The most ineffective component of our teaching-learning process is feedback. Examinations do not serve any purpose as a form of feedback to the student to apply mid-course corrections. Results of exams are so delayed that, by the time it is announced there will be no opportunity to apply any change in the methods. A real feedback can be taken only by the teacher, during the classes. An idea that I have tried to propagate for over two decades is called “Monday Quiz”. A quiz, or a test of three or four short questions exclusively from the portions done in the previous week is the first thing that the student faces during the week. The questions are so designed that the paper could be answered in 15 minutes without any preparation other than listening in the class and browsing through the class notes. The teacher evaluates and returns the answer sheets the next day. By the third or fourth week in the semester the whole class turns alert and responsive. This is a method I have used successfully in many undergraduate courses. I can guarantee its success.

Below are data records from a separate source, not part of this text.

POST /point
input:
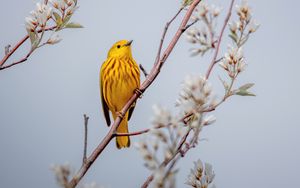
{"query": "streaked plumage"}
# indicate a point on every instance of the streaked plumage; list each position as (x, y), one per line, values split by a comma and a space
(119, 77)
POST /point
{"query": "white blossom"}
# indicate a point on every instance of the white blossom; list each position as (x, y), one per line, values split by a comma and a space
(244, 11)
(195, 95)
(209, 120)
(233, 62)
(161, 116)
(201, 176)
(54, 39)
(253, 26)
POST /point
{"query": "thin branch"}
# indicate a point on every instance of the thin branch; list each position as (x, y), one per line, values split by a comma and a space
(86, 121)
(151, 77)
(164, 34)
(20, 43)
(213, 62)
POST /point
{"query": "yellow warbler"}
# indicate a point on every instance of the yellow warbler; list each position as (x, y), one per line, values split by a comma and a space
(119, 78)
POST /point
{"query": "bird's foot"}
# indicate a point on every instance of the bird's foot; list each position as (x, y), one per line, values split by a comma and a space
(138, 92)
(120, 115)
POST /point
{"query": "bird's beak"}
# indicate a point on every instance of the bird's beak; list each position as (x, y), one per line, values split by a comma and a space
(128, 43)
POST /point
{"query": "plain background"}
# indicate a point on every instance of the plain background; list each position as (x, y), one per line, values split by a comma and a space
(254, 142)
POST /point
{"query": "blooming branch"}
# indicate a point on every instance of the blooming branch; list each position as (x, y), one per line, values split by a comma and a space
(37, 23)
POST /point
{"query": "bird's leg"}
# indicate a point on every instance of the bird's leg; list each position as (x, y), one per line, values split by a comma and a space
(120, 115)
(138, 92)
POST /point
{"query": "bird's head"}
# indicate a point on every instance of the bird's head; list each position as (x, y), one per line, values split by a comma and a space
(121, 48)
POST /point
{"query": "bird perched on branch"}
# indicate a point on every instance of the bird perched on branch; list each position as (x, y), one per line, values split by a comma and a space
(119, 78)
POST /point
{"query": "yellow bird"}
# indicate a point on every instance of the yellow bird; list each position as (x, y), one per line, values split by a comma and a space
(119, 78)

I find there are two types of teaching learning process: I call one of them “pull system” where a student, desirous of knowing something pulls it out of where it is available, be it teachers, internet, library, textbooks or journals. The second one is the “push system” where the teacher tries to push knowledge down the throat of the unwilling recipient. In India we find that University education goes by and large in the push system. Under the circumstances I have no hesitation in asserting that e-learning is a colossal failure in India as a substitute for classrooms.
If Technical education is to be tuned towards Sustainable Development the student and teacher should come out of the age old “push system” and come to the “pull system” where the student is so motivated as to grab knowledge and information from where it is available. Modern Internet Technology becomes relevant only in this context. Philosophy of sustainable development can enter their minds and heart only if we motivate the students to accept it as urgent and important.
7.     Summary
This paper analyses the idea of Sustainable Development as defined by UN in the Brundtland Report (1987) and takes the view that it is illogical to compare financial status for development as against more valid intangibles that define quality of life. Exploitation that started  a few centuries ago continues in a different form through multinationals using new technology and influencing and manipulating governments across the world, resulting in fast depletion of natural resources. Educational systems in general and technical education in particular cater to the greed of these neo colonial forces. This can be changed only by renewing our educational systems in content and delivery. This involves breaking the vicious circle of conventional lecture-examination-marks mode. Feedback system should be made continuous and effective with the introduction of “Monday Quizzes” in classrooms. Teaching-learning process should shift from the present push system to the pull-system with better motivation.
 Design courses should be restructured to include the disposal methods of designed equipment and gadgets. It should be mandatory for brochures of gadgets to specify how to dispose of it after its life time. A legislation to this effect is recommended.